South Africa left out of global mining boom
While the world was in the grip of a mining boom last year, it passed SA by, a
recent report by PricewaterhouseCoopers shows. In fact, South African companies
had a tough 2004, with lower returns and a squeeze on profits - due to higher
costs and the strong rand. The PricewaterhouseCoopers report was based on data
from 40 mining companies that accounted for 80% of global total market
capitalisation in mining. "We called the report Enter The Dragon - but an
earlier draft was called Enter the Dragon; Exit the Springbok," said Hugh
Cameron, the PricewaterhouseCoopers partner in charge of mining. He was at the
local launch of the report, which was released in London early June. Cameron
said last year was "spectacular" for the global mining industry, with
a 19% rise in market capitalisation, revenue up 39%, and profits doubling for a
second year in a row. By contrast, it was "a tough year for the industry in
SA". The market capitalisation of South African mining firms fell 9%,
revenue was up just 3% in rand terms and profits in rand terms tumbled 42%.
Return on equity slumped to 9,7% from 17,5% the previous year. Cameron said the
problems of local mining companies were due largely to significant cost
pressures in rand terms, combined with the effect on earnings from the stronger
local currency. Cameron said the most recent weakening of the rand had brought a
dramatic improvement for local gold producers, with the rand gold price shooting
up from R82000/kg to R92000/kg in the space of a fortnight. "If the rand
settles at R7 to R7,50 to the dollar, and commodity prices remain where they
are, we will see some very good results," said Cameron. He said the global
mining industry had outperformed both the Dow Jones and the Standard &
Poor's 500 stock market indexes for the last three years, due to base metals and
energy stocks "and this trend is likely to continue this year".
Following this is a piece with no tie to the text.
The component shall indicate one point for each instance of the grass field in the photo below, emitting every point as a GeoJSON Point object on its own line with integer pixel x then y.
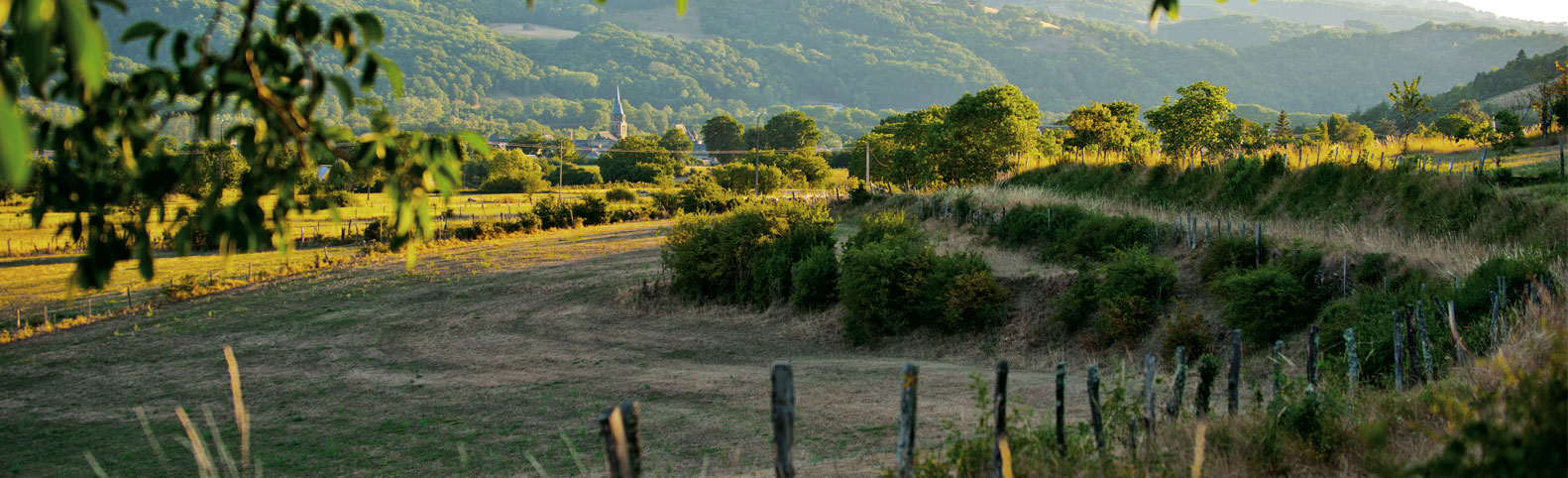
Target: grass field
{"type": "Point", "coordinates": [498, 347]}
Cameron said commodity prices had been performing well in dollar terms, but were
"pretty flat" in rand terms - meaning that SA producers had been
unable to cash in on the commodities boom being led by China. He said those
global companies that had achieved the best return for shareholders last year
had all been in the base metals, uranium and coal sectors. The
PricewaterhouseCoopers report noted that said mining companies had large cash
reserves and Cameron said this represented "quite a big war chest" to
fund acquisitions. He said junior mining companies were exploring more,
"and when they find something, the majors buy them out".